You need a sig line about tolerance. Apparently I am on a different level, the one where we live and let live. :beer:


----------



## Plainsman (Jul 30, 2003)

You do realize that tolerance is not a virtue right? As a matter of fact that was the main theme of a pastor I was listening to on the radio this morning. Today it has become hard to tell the difference in tolerance and lack of principles. Tolerance is accepting things that hurt no one, but you don't like. Lack of principles is the willingness to accept the actions of people like Eminem. One also has to separate the individual from the actions. At times we all do things that are unacceptable. I don't expect people to be tolerant of me when I do. Your giving to much value to tolerance.

I am often intolerant and darn proud of it, but then I have always been a bit of a rebel and never let society dictate to me. I guess I'm just not a very good sheep.


----------



## buckseye (Dec 8, 2003)

If you don't like 2009 you're gonna hate 2010 and so on... Look for the serenity in life. :beer:


----------



## Burly1 (Sep 20, 2003)

Ooooommmmmmmmmmmmm..................


----------



## Plainsman (Jul 30, 2003)

buckseye said:


> If you don't like 2009 you're gonna hate 2010 and so on... Look for the serenity in life. :beer:


There is serenity in life??? :huh:

I'll wait until Obama is gone. To much of that serenity will put him in office while we sleep with out eyes open. You nap, I'll keep watch. If he goes for your guns I'll wake you. :beer:


----------



## Conservit (Mar 25, 2009)

I am not from eminem generation, just a bit older. But I do have many nieces and nephews that are, and I guarantee you that wether we want to believe it or not, the 'kids" do listen to the lyrics, and unfortunately absorb what they are hearing.
Luckily the majority of young people I know where brought up to know right from wrong, but I have seen some that are not. They are absorbing information, looking to follow something...anything.

And in my opinion some of this trash does have an affect on there daily lives. Usually negative.

I tip my hat to those of you that have served our great country to protect our freedoms :thumb: But it comes down to respect, I have never served in the military, but I would cringe a bit when the freedoms I fought for are being abused and the moral fabric of this country is jeopardized for some angry "musician" trying to make a buck


----------



## buckseye (Dec 8, 2003)

Plainsman said:


> buckseye said:
> 
> 
> > If you don't like 2009 you're gonna hate 2010 and so on... Look for the serenity in life. :beer:
> ...


Paranoia will destroy ya! oooommmmmmm :lol:


----------



## Plainsman (Jul 30, 2003)

> Paranoia will destroy ya!


Psychologists that I talk with socially will agree with me. If it's real it's not paranoia. If your right we are paranoid, if we are right you are naive. Calling us paranoid is the way out when you have no data for your position. 
I remember when bell bottoms came out. I thought they were the ugliest thing I had ever seen. After while you get used to it. When rock and roll came out parents wouldn't let us listen to it. That made us want to hear it even more. Then the movies with Elvis etc. Then we all wanted a motorcycle. Radical things combined with tolerance desensitizes society.

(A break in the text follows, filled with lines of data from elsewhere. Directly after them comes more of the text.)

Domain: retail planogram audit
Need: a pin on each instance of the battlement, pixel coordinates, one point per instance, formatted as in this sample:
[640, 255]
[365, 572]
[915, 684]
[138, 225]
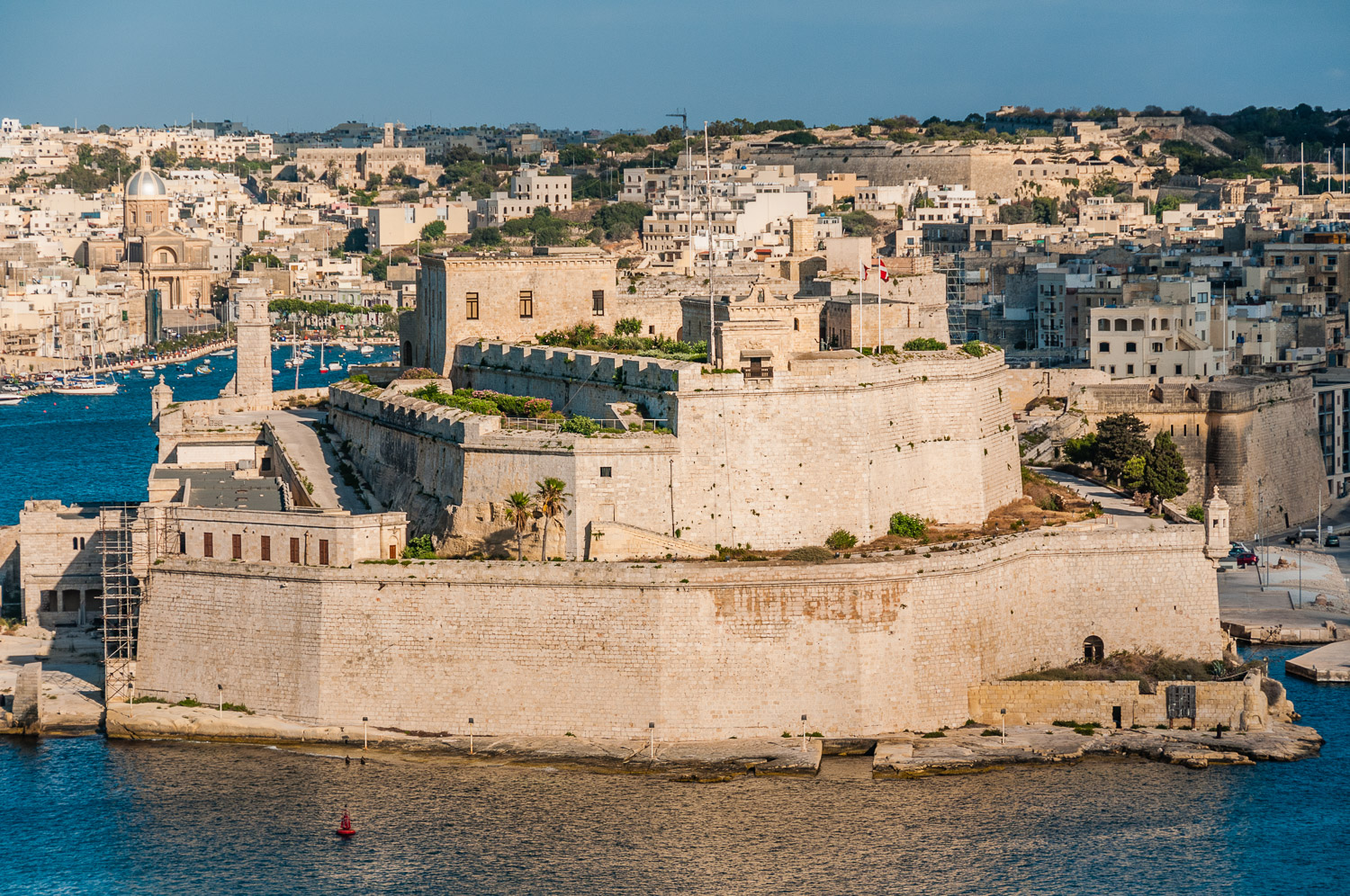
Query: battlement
[574, 364]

I worked 36 years in biology, but when I went to college I wanted a backup plan. I thought teaching may be ok, and I found my schedule went well with adolescent psychology and guidance principles and practices classes. I picked the ones that give me credit towards secondary education, and added a few straight up education classes to get a secondary education certificate. I will guarantee you the kids are influenced by this crap. Many are not, many try to emulate it. Every year there is less respect for women. Of course every year the women respect men less also. It isn't good.


----------



## 4CurlRedleg (Aug 31, 2003)

Conservit, thank you.

Buckseye, is Ryan using your screen name or has logic and reason left the farm??


----------



## KurtR (May 3, 2008)

If music is doing some thing to young people i would be i real trouble. When i was in high school we listend to snoop, NWA, public enemy, even good old luke skywalker and 2 live crew. I turned out just fine and never went out and did anything because off the music i listend to. Just look back through time the doors were going to reck the world, Johny Cash was the devil acording to the older people. It is just what happens when you have newjgenerations and differnt music. It is ok for the Dixie chicks talking about killing earl but if eminem would say the same song there would be outrage. There are alot bigger problems than what he says on a cd in this country.


----------



## 4CurlRedleg (Aug 31, 2003)

KurtR said:


> If music is doing some thing to young people i would be i real trouble. When i was in high school we listend to snoop, NWA, public enemy, even good old luke skywalker and 2 live crew. I turned out just fine and never went out and did anything because off the music i listend to. Just look back through time the doors were going to reck the world, Johny Cash was the devil acording to the older people. It is just what happens when you have newjgenerations and differnt music. It is ok for the Dixie chicks talking about killing earl but if eminem would say the same song there would be outrage. There are alot bigger problems than what he says on a cd in this country.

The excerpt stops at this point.